Al igual que en el caso de la referencia al «empate hegemónico» de Gramsci, que discutimos en otro texto, cuando Rosso recurre a Togliatti no advierte las consecuencias del razonamiento que utiliza. Si el fascismo es solo una forma de reacción, solo una manera en la que pueden ser «violadas las llamadas libertades democráticas», ¿por qué reservamos las políticas unitarias defensivas solo para esa forma? ¿Qué hacemos en todos los otros casos? El frente único es válido si estuviéramos enfrentando al fascismo, ¿y si se trata de otra variante de ultraderecha?

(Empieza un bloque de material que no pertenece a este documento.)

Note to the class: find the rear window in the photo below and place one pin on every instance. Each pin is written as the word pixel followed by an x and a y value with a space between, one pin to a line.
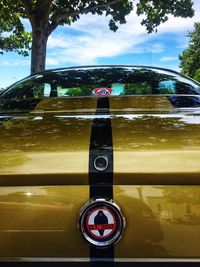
pixel 105 81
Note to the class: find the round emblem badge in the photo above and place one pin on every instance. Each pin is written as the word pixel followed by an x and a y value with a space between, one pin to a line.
pixel 101 222
pixel 102 91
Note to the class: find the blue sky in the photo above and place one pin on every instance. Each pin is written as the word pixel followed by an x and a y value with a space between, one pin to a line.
pixel 89 41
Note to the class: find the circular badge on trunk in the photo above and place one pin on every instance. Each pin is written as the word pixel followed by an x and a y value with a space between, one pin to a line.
pixel 101 222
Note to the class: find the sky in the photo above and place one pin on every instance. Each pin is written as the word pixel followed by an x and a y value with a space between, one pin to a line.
pixel 90 42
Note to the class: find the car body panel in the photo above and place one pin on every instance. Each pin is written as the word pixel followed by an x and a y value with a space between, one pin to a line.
pixel 44 177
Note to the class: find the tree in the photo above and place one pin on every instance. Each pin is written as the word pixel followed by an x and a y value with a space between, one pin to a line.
pixel 18 39
pixel 197 75
pixel 190 58
pixel 46 15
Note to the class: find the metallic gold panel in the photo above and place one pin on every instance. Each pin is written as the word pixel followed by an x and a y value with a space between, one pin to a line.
pixel 41 221
pixel 67 104
pixel 130 103
pixel 162 221
pixel 149 144
pixel 45 144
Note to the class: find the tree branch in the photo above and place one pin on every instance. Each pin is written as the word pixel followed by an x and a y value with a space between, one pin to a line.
pixel 29 9
pixel 66 15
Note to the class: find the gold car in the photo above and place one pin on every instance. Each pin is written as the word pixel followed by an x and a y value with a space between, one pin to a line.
pixel 100 163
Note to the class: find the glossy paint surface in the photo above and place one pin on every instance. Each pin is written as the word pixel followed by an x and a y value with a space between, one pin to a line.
pixel 44 179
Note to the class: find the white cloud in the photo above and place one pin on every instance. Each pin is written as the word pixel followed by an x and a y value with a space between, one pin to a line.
pixel 168 59
pixel 51 61
pixel 19 62
pixel 92 38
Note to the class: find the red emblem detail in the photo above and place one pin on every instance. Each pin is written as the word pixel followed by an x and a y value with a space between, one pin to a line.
pixel 102 91
pixel 101 223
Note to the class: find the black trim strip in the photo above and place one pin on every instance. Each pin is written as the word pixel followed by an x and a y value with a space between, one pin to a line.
pixel 101 183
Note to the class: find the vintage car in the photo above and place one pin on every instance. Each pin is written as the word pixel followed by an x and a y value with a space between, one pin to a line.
pixel 100 163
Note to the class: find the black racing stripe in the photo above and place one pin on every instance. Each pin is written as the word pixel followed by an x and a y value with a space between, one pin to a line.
pixel 101 183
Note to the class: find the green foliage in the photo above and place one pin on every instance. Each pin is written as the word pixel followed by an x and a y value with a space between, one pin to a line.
pixel 137 89
pixel 46 15
pixel 157 11
pixel 197 75
pixel 13 36
pixel 190 58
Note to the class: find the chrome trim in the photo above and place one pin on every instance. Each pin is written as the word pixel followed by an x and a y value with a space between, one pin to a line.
pixel 101 169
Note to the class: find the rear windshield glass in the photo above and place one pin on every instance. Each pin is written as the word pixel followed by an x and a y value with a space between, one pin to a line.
pixel 105 81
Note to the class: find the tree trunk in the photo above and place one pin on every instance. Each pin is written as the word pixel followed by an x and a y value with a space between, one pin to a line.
pixel 38 53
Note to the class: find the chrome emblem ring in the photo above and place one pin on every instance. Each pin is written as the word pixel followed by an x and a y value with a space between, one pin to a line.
pixel 101 163
pixel 101 222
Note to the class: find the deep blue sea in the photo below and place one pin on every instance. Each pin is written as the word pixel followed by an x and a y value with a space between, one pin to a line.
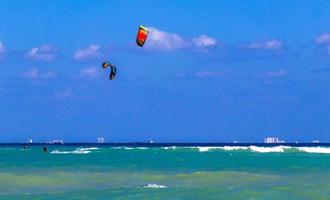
pixel 165 171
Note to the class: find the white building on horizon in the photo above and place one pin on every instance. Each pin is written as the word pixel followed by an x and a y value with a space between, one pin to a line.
pixel 273 140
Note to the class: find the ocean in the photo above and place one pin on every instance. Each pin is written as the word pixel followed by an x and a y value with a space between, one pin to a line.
pixel 165 171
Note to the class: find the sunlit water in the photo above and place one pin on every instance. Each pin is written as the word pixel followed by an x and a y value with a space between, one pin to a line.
pixel 104 172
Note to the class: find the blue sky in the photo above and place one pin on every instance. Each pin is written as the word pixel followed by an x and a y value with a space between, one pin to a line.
pixel 210 71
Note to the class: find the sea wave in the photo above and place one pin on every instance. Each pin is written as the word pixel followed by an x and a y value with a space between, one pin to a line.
pixel 314 149
pixel 278 149
pixel 76 151
pixel 154 186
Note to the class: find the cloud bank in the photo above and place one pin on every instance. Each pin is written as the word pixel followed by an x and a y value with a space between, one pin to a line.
pixel 45 53
pixel 93 51
pixel 165 41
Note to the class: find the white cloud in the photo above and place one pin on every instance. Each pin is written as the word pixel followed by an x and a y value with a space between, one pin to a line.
pixel 65 94
pixel 89 73
pixel 270 45
pixel 92 51
pixel 207 74
pixel 323 39
pixel 31 73
pixel 161 40
pixel 278 73
pixel 204 41
pixel 165 41
pixel 34 73
pixel 44 53
pixel 2 48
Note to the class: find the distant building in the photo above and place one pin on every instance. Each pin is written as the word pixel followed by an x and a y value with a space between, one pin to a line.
pixel 273 140
pixel 100 140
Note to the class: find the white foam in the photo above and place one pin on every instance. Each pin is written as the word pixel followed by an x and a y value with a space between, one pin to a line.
pixel 89 148
pixel 278 149
pixel 142 148
pixel 155 186
pixel 76 151
pixel 234 148
pixel 205 149
pixel 167 148
pixel 225 148
pixel 314 149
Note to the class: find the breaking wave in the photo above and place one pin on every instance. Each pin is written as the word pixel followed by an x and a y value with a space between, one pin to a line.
pixel 154 186
pixel 76 151
pixel 314 149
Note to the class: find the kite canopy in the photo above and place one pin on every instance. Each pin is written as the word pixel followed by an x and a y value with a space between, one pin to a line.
pixel 142 36
pixel 113 69
pixel 113 72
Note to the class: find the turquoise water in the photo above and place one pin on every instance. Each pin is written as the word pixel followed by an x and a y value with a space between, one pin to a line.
pixel 164 173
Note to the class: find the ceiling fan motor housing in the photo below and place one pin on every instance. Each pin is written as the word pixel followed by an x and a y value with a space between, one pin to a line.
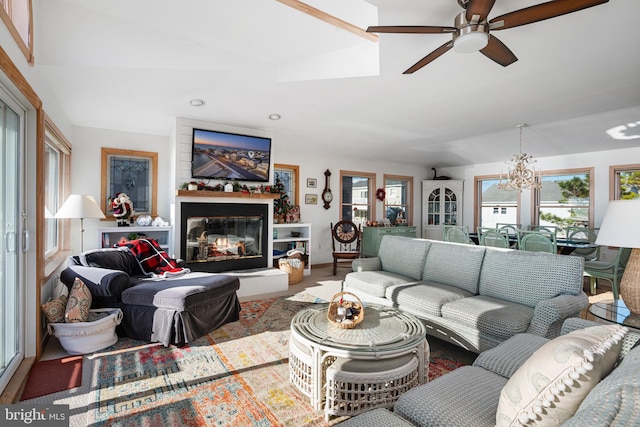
pixel 471 36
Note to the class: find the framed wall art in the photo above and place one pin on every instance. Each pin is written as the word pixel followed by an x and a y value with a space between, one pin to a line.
pixel 134 173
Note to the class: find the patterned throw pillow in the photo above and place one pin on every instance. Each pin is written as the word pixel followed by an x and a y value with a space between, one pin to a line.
pixel 54 310
pixel 79 303
pixel 549 386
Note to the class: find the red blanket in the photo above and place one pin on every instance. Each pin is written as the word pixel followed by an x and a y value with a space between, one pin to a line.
pixel 152 259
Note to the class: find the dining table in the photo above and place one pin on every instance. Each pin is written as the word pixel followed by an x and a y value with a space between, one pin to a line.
pixel 565 246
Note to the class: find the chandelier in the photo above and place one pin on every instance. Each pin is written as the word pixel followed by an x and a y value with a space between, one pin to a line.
pixel 520 175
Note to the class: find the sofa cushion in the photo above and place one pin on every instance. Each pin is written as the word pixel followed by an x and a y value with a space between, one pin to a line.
pixel 424 297
pixel 614 400
pixel 403 255
pixel 111 258
pixel 549 387
pixel 467 396
pixel 454 264
pixel 506 358
pixel 529 277
pixel 181 293
pixel 374 283
pixel 490 316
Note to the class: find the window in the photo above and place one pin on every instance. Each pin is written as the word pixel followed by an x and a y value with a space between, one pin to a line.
pixel 289 175
pixel 56 179
pixel 565 199
pixel 624 182
pixel 17 17
pixel 397 202
pixel 494 205
pixel 356 204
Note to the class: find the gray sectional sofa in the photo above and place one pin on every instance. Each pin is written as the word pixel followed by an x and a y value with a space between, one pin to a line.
pixel 475 395
pixel 473 296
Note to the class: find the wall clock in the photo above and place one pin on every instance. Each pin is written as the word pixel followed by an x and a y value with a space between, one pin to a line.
pixel 327 196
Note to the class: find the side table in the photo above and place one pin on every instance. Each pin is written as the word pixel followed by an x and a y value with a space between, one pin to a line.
pixel 615 311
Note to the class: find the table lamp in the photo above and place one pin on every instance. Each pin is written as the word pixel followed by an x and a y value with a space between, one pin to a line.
pixel 80 206
pixel 620 228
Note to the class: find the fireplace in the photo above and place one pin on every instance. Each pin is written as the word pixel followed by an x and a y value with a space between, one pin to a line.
pixel 217 237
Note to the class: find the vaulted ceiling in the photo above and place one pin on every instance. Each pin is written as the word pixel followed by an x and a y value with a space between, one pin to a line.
pixel 134 66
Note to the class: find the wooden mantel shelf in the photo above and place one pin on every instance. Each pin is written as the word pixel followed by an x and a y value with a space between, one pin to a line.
pixel 236 194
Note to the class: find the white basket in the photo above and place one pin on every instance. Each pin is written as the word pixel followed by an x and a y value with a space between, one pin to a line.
pixel 87 337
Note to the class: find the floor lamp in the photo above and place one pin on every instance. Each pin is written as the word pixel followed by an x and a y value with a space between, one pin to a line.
pixel 80 206
pixel 620 228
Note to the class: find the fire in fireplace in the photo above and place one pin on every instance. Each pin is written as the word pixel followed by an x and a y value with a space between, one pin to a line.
pixel 219 237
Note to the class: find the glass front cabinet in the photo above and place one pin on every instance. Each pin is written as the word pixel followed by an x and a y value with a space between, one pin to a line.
pixel 441 205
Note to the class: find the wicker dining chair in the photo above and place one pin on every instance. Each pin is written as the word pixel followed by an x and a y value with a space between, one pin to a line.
pixel 537 241
pixel 493 237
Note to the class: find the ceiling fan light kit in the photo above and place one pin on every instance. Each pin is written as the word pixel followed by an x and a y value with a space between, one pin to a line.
pixel 471 30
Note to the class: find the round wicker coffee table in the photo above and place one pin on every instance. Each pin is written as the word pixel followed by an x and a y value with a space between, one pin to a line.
pixel 379 345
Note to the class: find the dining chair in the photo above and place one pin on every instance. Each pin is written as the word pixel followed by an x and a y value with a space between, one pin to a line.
pixel 608 270
pixel 456 233
pixel 345 240
pixel 493 237
pixel 511 229
pixel 584 234
pixel 548 228
pixel 537 241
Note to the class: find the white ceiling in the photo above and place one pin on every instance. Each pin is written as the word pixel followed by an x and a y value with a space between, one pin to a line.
pixel 134 66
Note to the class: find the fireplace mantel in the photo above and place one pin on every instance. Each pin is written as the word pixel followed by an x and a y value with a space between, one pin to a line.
pixel 235 194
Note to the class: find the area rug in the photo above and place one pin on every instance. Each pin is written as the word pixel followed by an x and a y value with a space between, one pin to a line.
pixel 52 376
pixel 236 376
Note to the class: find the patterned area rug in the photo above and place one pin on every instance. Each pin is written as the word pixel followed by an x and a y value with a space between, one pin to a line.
pixel 236 376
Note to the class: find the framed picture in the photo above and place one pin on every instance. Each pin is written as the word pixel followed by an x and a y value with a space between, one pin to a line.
pixel 134 173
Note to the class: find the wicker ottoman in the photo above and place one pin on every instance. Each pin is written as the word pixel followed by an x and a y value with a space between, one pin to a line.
pixel 356 386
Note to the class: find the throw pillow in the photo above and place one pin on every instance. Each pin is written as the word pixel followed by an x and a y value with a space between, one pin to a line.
pixel 549 386
pixel 79 303
pixel 54 310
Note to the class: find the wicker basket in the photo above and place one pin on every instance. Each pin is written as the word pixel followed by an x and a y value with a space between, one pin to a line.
pixel 295 273
pixel 338 301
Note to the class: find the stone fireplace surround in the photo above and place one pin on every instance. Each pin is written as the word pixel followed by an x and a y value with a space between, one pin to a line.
pixel 253 281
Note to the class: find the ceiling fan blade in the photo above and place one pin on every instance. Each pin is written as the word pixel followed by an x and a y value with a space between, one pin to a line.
pixel 480 8
pixel 410 29
pixel 498 52
pixel 541 12
pixel 430 57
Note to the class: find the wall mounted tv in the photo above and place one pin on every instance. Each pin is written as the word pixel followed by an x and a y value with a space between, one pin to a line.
pixel 230 156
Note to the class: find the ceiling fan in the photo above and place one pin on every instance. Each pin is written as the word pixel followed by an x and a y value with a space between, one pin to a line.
pixel 471 30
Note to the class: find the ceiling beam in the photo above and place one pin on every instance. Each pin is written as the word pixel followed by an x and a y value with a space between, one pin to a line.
pixel 329 19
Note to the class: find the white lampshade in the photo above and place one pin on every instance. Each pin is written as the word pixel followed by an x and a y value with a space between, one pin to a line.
pixel 620 226
pixel 79 206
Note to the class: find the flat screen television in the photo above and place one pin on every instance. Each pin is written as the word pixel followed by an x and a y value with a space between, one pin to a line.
pixel 230 156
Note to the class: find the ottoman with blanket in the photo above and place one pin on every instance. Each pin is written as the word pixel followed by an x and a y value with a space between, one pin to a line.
pixel 160 301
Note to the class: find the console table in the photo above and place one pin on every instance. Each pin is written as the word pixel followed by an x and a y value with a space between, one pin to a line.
pixel 371 237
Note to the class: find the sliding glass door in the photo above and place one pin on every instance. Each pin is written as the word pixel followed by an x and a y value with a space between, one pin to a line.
pixel 11 241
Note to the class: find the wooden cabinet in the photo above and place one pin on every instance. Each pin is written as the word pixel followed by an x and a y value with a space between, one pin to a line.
pixel 441 205
pixel 371 237
pixel 292 236
pixel 110 235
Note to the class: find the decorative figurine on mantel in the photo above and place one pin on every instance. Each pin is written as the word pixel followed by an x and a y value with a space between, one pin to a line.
pixel 122 208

Respecto a los clásicos en general, y a Trotsky en particular, es más simple y provechoso intentar comprender la forma de razonar antes que buscar interpretes literales de los papeles del pasado. Cuando se estudia de manera escolástica, la letra se prioriza sobre el razonamiento, y eso finalmente impide entender tanto el espíritu como la letra. Trotsky escribe teniendo enfrente una forma específica de reacción que fue el fascismo. Le opone una política de alianza defensiva con el reformismo. Para no tener una imagen romantizada de la socialdemocracia de esa época, recordemos que Trotsky la definía, «a pesar de su composición obrera» como «un partido enteramente burgués, dirigido en condiciones “normales” de forma muy hábil desde el punto de vista de los objetivos de la burguesía». Era el partido de Noske y Grzesinsky, responsable pocos años atrás de los asesinatos de Luxemburg y Liebknecht. Trotsky escribe sobre el fascismo pero eso no significa que el campo de aplicación de sus razonamientos necesite que se personifiquen Hitler, Hilferding y Thaelmann ante nuestros ojos. Son razonamiento útiles en la medida en que comprendamos su razonamiento y su método y siempre y cuando evitemos las analogías demasiado rápidas.
La subestimación del momento político-electoral
Avancemos al siguiente punto del razonamiento de nuestros polemistas. Si bien el PTS afirma sin ambigüedad que Milei representa un proyecto «hiperreaccionario», ¿qué está dispuesto a hacer para evitarlo? Ahí aparece otro argumento central: la idea de que a la extrema derecha se la combate en las calles y no en las urnas. A unas horas de que las urnas indiquen si un gobierno de extrema derecha se hace con uno de los principales países de la región, este argumento resulta extravagante. Pero intentemos tomarlo en serio y sigamos la lógica de su argumentación.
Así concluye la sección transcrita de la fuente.